Men of Honor

Men of Honor reminded me a lot of these films although it was set during peacetime in the United States

When I was growing up and beginning my fascination with movies, one of the most popular genres was the war film. These movies were usually made during World War II and had a lot of glowing references to the honor the armed services displayed.

Men of Honor reminded me a lot of these films although it was set during peacetime in the United States. Rather than being specifically about the military it is about a far deeper subject, what a person can do when put to the test, how the human spirit can rise over any obstacle. The focus of this ‘inspired by a real story’ film is Carl Brashear (Cuba Gooding Jr.). He was born into a poor American-American sharecropper’s family and endowed with a love for the water, an unyielding work ethic and a devotion to making his father proud of him. In order to escape the bleak prospects in his hometown Carl joins the Navy. Unfortunately, his prospects there are restricted by his race to the mess hall or kitchen. Fed up by this system he dares to take a swim on a day on a ‘whites only’ day. The sailors chase him but Carl proves to be the fastest swimmer on the ship. This leads to a position of a rescue swimmer and a glimmer of hope for advancement. On this ship he sees a dramatic rescue by Master Chief Master Diver Billy Sunday (Robert DiNiro). Carl decides to become a Master diver although no African-American has ever been permitted into the school. After over one hundred requests he is finally accepted into the diving school in New Jersey. Once there Carl finds the struggle has just begun. For a start he is hated by the other students and the now instructor Sunday. What follows in this film is how this man fought against every obstacle to achieve his goal. Even after he becomes a diver he finds the struggle is still before him. During a mission he is injured, losing his leg. He is fitted with a prosthetic limb and fights again to regain active status. In this climatic scene DiNiro and Gooding display their true mastery of their craft.

Men of Honor is most definitely an actor’s film. I suppose with a cast like DiNiro and Gooding nothing less should be expected. These men can breathe life into any movie they sign up to work on. DiNiro wears the role of the Master Chief with the ease of a favorite set of weekend clothes. He controls the screen in every scene he is in. Here is an actor that knows he has talent and has nothing to prove so he is freed to do what he does best, entertain the audience. While DiNiro is somewhat type cast in tough guy roles he performs them with class.
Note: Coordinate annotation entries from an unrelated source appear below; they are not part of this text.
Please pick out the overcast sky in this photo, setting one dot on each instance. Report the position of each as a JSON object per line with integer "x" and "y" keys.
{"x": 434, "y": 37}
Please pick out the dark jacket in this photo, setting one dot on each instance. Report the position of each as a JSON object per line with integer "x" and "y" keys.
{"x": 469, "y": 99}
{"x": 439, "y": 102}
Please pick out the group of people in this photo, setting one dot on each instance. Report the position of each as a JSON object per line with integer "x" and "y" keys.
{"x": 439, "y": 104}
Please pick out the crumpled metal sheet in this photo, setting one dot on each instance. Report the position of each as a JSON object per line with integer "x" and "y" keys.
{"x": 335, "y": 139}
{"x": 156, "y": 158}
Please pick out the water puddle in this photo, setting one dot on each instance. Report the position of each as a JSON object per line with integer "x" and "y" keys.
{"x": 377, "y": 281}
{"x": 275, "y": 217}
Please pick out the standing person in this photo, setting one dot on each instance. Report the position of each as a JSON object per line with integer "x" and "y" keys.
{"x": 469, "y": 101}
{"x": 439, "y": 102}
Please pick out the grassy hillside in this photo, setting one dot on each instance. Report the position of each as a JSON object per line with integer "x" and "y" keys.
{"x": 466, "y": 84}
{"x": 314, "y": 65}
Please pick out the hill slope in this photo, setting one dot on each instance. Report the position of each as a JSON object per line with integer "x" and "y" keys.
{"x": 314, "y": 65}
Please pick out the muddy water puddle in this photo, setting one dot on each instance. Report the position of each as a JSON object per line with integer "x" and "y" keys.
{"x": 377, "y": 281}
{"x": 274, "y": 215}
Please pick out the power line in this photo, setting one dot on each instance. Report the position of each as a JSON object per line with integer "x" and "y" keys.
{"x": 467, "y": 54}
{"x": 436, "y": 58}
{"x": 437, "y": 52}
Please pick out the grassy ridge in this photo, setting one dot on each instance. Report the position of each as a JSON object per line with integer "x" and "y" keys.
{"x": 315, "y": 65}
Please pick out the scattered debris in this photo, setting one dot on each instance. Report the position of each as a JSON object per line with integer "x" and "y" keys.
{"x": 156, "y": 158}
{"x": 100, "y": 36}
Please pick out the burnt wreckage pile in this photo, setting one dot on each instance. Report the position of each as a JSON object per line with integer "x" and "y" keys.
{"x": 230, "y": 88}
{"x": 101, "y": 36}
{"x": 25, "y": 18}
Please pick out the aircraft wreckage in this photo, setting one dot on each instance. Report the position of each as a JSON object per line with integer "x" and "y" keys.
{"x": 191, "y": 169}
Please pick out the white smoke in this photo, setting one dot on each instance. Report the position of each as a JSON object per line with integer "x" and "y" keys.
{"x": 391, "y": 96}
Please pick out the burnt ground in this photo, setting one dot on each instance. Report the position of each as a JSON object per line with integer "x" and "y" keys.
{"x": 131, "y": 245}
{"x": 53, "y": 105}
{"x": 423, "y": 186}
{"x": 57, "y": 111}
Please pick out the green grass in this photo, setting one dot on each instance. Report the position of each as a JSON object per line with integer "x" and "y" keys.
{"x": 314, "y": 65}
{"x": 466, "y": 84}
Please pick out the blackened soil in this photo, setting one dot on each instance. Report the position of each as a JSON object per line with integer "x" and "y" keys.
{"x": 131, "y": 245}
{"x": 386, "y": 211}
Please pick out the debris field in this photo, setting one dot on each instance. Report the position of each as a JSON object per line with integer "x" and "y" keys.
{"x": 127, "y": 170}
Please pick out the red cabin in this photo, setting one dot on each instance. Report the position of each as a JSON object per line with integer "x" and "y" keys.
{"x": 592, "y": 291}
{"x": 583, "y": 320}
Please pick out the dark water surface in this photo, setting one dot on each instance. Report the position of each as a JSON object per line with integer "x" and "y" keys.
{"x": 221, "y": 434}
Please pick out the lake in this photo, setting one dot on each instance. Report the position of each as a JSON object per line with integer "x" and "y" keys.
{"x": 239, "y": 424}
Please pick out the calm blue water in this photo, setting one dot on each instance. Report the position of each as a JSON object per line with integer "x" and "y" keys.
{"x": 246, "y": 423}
Master Chief Sunday could have become a one-dimensional role yet DiNiro fleshes out the character with a touch of humility, personal growth and a true love for the character’s wife. Now speaking of the wife, the beautiful and talented Charlize Theron plays her. While the role is a small one it is pivotal to the flow of Men of Honor. She is the catalyst, unchanged but causing change in those around her. It is great to see an actress that has carried many films not about such a smaller role. This brings us to Gooding. While this role does not have the depth of some others he has played it comes across as one that he was deeply committed to this project. The first time we see him he is behind a plow, helping with the family’s poor dirt farm. He is working until the last minute before he is to leave for the Navy. His father is a stoic man, not much at displaying his emotions but you can tell the father and son share a bond most men would envy. Gooding presents as strong a presence as the real Brashear must have been. Gooding shows Brashear as a man that will not give up, who made his father a promise to do better than he did and succeeding at achieving his dream. Obstacles are just something natural to life that will bury you unless you master them.

The director of Men of Honor is George Tillman Jr. This is only his third film, first of any major note for the studios, but he has great potential as a director. In the commentary provided with the deleted scenes he explains that the original cut of Men of Honor was over three hours long. While Tilman has his greatest strength in the framing of shots and the use of the natural background he needs a little help in pacing. Men of Honor is punctuated with some rather great moments. This is not just a problem this director has, it is almost inherent in a biopic. After all, how do you cram such an interesting life into such a short amount of time. Tilman’s command of the medium is best seen in shots that show the smallness of man next to the grandeur of nature. Even with a man larger than life as Brashear any man has a lot do to over come the hardships of life.

The Men of Honor disc itself is excellent. The audio makes full use of the whole range of six speakers. While the special effects are a bit sparse for this type of film they are well used. This is most evident in the underwater scenes. The picture is calibration quality. The anamorphic transfer is near perfection. The disc has some interesting extras including a making of featurette, feature commentary and deleted scenes with comments. There is also an homage to Navy divers. For those that want a good flick Men of Honor is one to get.